Когда Чуковский в феврале 1925 года пишет о переводах из Гейне формалиста Ю. Тынянова, он не забывает констатировать, что у еврея-Тынянова было то преимущество, которого не было у Александра Блока. А посещая знаменитого русского писателя С. Сергеева-Ценского, он записывает уже в 1930 году: «Ценский человек замечательный: гордый, непреклонный, человек сильной воли, свободолюбивый, правдивый. Если он переоценивает себя, то отнюдь не из мелкого эгоизма: нет, для него высокое мнение о себе есть потребность всей его жизни, всего его творчества. Без этой иллюзии о собственном колоссальном величии он не мог бы жить, не мог бы писать. Ни одной йоты гейневского или некрасовского презрения к себе в нем нет, он не вынес бы такого презрения».

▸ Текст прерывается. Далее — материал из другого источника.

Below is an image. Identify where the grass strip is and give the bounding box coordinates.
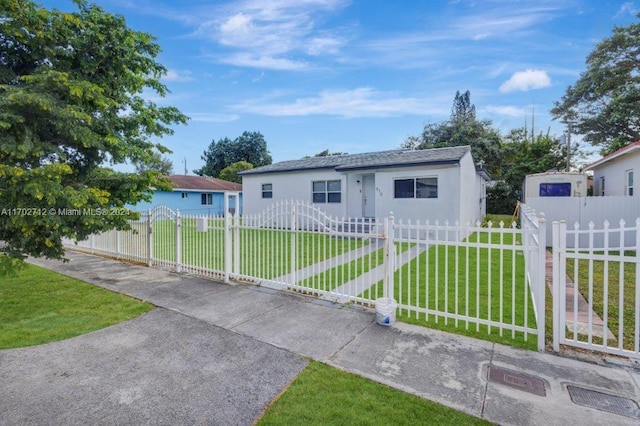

По-видимому, для Чуковского (как и для не выносившего Гейне Б. Пастернака) интонация немецкого поэта-еврея и его отношение к жизни ассоциировались с его происхождением.

Вернемся в 1922 год. Чуковский не отказал себе в удовольствии описать приход «уитмэнианцев» во «Всемирную литературу»: здесь они встретились со все более приближавшимся к оставленному было еврейству Акимом Волынским. Чуковский записывает: «4 апреля во вторник во “Всемирной литературе” состоялось чествование Уитмэна. Пришли уитмэнианцы, а в кабинете шло заседание Союза писателей. Пришлось ждать <…> А между тем, вышло весьма интересно. Я прочитал вслух несколько пассажей из “Демократических далей”. Волынский по поводу прочитанного сказал великолепную речь, которую я слушал с упоением, хотя она была основана на большом заблуждении. Волынский придрался к слову “трансцендентальный” общественный строй и стал утверждать, что Уитмэн отрицал сущее во имя должного. Словом, сделал Уитмэна каким-то спиритуалистом иудейской окраски. Но речь была превосходна, с прекрасными экспромтами – чем дальше он говорил, тем лучше».

Чуть позже выяснилось, что так называемые «уитмэнианцы» толком не знали, кто такой Уитмэн. Им просто нужен был некий духовный руководитель. Поэтому-то записи Чуковского звучат едва ли не иронически по отношению к самому себе, столько сделавшему для популяризации Уитмэна в России.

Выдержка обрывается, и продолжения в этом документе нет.